Moreover, the realization that structural advantage in a particular domain may be converted into coercive applications may incentivize efforts to alter the structural dynamics of the domain itself. This has been a concern of the so-called weaponization of interdependence, particularly in relation to the United States’ conversion of its structurally advantageous position in foreign currency and financial networks into highly coercive secondary sanctions, prompting calls for alternative payments systems and reserve currency instruments.
Conclusion
Questions of national power analysis tempt us toward a vision of the world where one country or another is “number 1.” The who’s up, and who’s down, akin to sports league tables, are attractive shorthands, capturing the public’s attention and enabling political actors to shape narratives. As Joseph Nye put it, “periods of ‘declinism’ tell us more about popular psychology than about geopolitics.”
But power assessment will also shape perceptions of the limits of the possible. The probabilistic nature of national power assessment creates risks that those interpreting the results may not appreciate the contingencies inherent in the findings. Data-driven approaches in particular can provide false confidence: metrics change our understanding of value by outsourcing what we’re looking for to an easily accessible substitute, just as a FitBit reduces our multidimensional goal of health and fitness to a singular metric of step counts, providing us with a score and with it a motivational scheme. With a FitBit, we can get clear feedback of how we’re doing, in competition with ourselves and others. By outsourcing the process of value deliberation, we can stop thinking about what it really means to be healthy and just concentrate on how many steps we can do.

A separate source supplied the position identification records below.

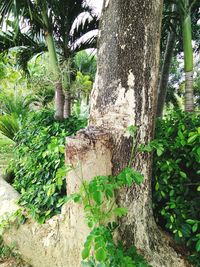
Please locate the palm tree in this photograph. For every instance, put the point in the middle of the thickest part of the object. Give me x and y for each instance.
(51, 21)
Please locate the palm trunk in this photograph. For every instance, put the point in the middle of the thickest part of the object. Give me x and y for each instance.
(59, 97)
(124, 94)
(67, 105)
(188, 62)
(162, 88)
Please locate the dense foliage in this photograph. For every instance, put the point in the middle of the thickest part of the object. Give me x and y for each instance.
(98, 199)
(176, 179)
(39, 162)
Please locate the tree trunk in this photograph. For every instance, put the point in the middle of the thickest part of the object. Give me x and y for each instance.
(59, 97)
(164, 78)
(188, 62)
(59, 101)
(124, 94)
(67, 105)
(189, 94)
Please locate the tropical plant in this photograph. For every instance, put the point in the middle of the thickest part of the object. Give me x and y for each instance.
(53, 22)
(38, 162)
(173, 41)
(9, 125)
(176, 183)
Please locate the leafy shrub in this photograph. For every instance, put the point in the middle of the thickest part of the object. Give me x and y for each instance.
(98, 199)
(176, 178)
(39, 162)
(9, 125)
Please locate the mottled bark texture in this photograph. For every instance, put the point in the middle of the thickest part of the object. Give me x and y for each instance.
(164, 76)
(59, 101)
(189, 93)
(124, 94)
(67, 105)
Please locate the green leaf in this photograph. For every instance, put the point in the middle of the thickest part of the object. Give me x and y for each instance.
(183, 174)
(138, 177)
(180, 234)
(195, 227)
(132, 130)
(159, 152)
(100, 254)
(85, 253)
(157, 186)
(120, 212)
(190, 221)
(97, 197)
(198, 246)
(192, 138)
(109, 193)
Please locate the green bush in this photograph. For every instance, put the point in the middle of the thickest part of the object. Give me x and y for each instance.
(9, 125)
(39, 162)
(176, 182)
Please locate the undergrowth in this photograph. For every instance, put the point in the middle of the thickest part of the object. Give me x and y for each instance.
(38, 164)
(176, 183)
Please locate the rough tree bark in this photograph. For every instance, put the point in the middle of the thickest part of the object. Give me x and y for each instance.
(125, 94)
(164, 77)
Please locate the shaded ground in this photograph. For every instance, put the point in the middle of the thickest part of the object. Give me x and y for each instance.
(8, 257)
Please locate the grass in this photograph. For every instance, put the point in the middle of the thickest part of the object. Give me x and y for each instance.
(10, 257)
(6, 151)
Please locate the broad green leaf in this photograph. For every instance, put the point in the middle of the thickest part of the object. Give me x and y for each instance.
(195, 227)
(192, 138)
(100, 254)
(85, 253)
(180, 234)
(190, 221)
(183, 174)
(97, 197)
(198, 246)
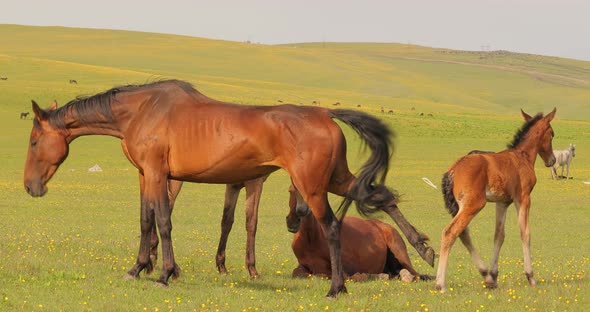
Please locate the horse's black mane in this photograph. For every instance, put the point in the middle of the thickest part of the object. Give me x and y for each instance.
(97, 107)
(519, 136)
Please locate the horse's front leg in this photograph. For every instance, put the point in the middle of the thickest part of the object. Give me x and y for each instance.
(227, 220)
(156, 197)
(147, 224)
(174, 187)
(253, 192)
(522, 209)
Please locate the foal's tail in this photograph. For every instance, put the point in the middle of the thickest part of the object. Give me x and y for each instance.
(369, 191)
(447, 188)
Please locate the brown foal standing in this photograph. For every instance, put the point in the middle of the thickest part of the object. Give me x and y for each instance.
(504, 178)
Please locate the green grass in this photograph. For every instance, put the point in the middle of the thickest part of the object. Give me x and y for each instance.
(70, 249)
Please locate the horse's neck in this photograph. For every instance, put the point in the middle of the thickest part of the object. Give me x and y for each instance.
(311, 228)
(100, 126)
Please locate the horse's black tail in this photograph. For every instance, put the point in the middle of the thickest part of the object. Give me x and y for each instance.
(447, 189)
(369, 191)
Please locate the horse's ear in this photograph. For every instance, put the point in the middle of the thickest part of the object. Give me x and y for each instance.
(526, 116)
(53, 105)
(550, 116)
(40, 114)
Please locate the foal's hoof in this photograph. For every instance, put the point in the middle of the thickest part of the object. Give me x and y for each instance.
(406, 276)
(490, 281)
(429, 256)
(159, 284)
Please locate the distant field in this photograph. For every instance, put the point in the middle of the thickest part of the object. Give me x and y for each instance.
(70, 249)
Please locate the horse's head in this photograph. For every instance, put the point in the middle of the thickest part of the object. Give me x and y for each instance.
(48, 148)
(297, 209)
(545, 132)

Proxy assessments of capability provide us with just such a shortcut. The goal of power analysis, however, should be deeper, to engage in questions of what power means and how it operates within domains. Building up a necessarily impressionistic picture that captures the multiple dimensions of power will not provide clear conclusions, but it can open up policy conversations about resource investments, strategies of resilience, and policies of cooperation with allies and partners. The temptation to create reductionist rankings, visualizations, or dashboards that strip the data of its essential context may result in misinterpretation by their users, even when disclaimers are included. Iterative use of such tools may result in their becoming the end of policy in itself, as decisionmakers surmise that a stronger position with respect to adversaries and competitors derives from policies that result in an improvement in the metrics being employed. Policymakers should be wary of concentrating on the indicator, rather than embracing the complexity of the social reality it purports to represent.